Location
- 70 Clinton Avenue Rockville Centre, New York 11570 United States 40°39′36″N 73°38′51″W﻿ / ﻿40.66000°N 73.64750°W

Information
- Type: Private, day school
- Religious affiliation: Catholic
- Established: 1917; 109 years ago
- Founder: Monsignor Peter Quealy
- Grades: K-8
- Gender: co-educational
- Campus type: Suburban
- Colors: Green and Gold
- Athletics: 8 teams
- Team name: Stags
- Rival: Kellenberg Latin School
- Accreditation: Middle States Association of Colleges and Schools
- Publication: Primary Prints (lower school journal for grades 1-3), Stuck In The Middle (lower school journal for grades 4-6)
- Newspaper: Green & Gold Gazette
- Affiliation: New York State Association of Independent Schools
- Website: www.stagnes-school.org

= The Saint Agnes School =

St. Agnes Cathedral School, otherwise known as The St. Agnes School, is a K-8 private co-educational Catholic country day school in Rockville Centre, New York, United States. It was founded in 1917 as St. Agnes Elementary School by Monsignor Peter Quealy.

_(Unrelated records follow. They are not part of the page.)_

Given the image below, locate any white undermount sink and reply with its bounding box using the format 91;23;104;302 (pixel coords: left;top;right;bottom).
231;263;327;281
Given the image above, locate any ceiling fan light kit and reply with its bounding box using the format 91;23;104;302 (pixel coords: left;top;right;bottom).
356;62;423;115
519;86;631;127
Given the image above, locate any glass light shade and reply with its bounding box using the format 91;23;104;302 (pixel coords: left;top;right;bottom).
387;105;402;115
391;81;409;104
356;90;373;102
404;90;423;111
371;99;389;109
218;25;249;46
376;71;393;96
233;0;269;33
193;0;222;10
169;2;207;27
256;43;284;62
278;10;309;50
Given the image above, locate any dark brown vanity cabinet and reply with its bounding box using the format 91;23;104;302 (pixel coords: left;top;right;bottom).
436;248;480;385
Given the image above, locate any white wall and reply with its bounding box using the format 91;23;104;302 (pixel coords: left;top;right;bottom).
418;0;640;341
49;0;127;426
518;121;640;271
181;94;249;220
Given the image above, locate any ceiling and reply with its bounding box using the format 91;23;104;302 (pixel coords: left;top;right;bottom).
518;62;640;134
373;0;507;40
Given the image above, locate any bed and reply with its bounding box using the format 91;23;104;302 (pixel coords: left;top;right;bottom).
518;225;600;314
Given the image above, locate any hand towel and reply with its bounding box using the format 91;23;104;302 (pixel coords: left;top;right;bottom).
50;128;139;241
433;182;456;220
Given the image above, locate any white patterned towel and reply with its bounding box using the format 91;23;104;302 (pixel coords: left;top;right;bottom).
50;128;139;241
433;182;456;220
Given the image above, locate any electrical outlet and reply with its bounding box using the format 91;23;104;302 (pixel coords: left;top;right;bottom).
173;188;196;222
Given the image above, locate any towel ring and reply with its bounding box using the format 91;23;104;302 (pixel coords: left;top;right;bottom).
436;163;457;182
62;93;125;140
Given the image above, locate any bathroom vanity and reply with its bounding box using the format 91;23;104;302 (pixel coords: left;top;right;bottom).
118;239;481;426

A major portion of the student body reside in Rockville Centre, and neighboring towns. It is joined by a collection of other schools as part of the Diocese of Rockville Centre school system. St. Agnes Cathedral School is the largest elementary school in the Diocese of Rockville Centre. The school resides on campus along with St. Agnes Cathedral, the base of the Diocese of Rockville Centre.

== History ==
Founded in 1917 by Monsignor Peter Quealy, St. Agnes Cathedral School was originally named St. Agnes Elementary School. The ten-room school house had a founding faculty made up of five Dominican Sisters. The school’s first principal was Mother Petra, who served as Principal until her death in 1939. The increasing need for Catholic elementary education in Rockville Centre made the school soon outgrow their ten-room building. This led to the purchase of the Clinton Avenue building from the Rockville Centre Public School District in 1957. The North and South Wings of the school were later added during renovations in the 1960s.

== Facilities ==
The Saint Agnes School is located on the Saint Agnes Complex, which consists of several properties. Saint Agnes' campus includes:
- Recently renovated Science Lab
- Gymnasium
- Melton Auditorium
- 3 Performance Spaces
- 37 Classroom Spaces
- Lecture Space
- Outdoor Playground, Indoor and Outdoor Play Areas and Fields
- SMARTboards in all classrooms for grades K-8
- Library and Virtual Library Access
- Internet Access in all Buildings and Classrooms

== Secondary school placement ==
In recent years, St. Agnes students have scored higher than other local schools on state assessments, receiving average scores no lower than a 97.1. The scores of St. Agnes students to local public districts as well as fellow Diocese of Rockville Centre schools are comparatively higher. Following their graduation from St. Agnes, students in recent years have gone on to attend various secondary schools on Long Island, including: Chaminade High School, Kellenberg Memorial High School, Sacred Heart Academy, Holy Trinity High School, Friends Academy, Long Island Lutheran. In addition, Saint Agnes has also sent several students in recent years to secondary schools in Manhattan, including: The Marymount School, Convent of the Sacred Heart, Dominican Academy, Regis High School and Xavier High School.

== Notable alumni ==
- Billy Donovan, 2-time NCAA champion basketball coach, University of Florida
- Joey Heatherton, actress and singer
- Carmen Ortiz, U.S. Attorney for Massachusetts
- Bethenny Frankel, Entrepreneur and Real Housewife of New York City.

==In popular culture==
The St. Agnes School has appeared in several films that have been filmed in Rockville Centre. Edward Burns has worn a St. Agnes sweatshirt in several of his films.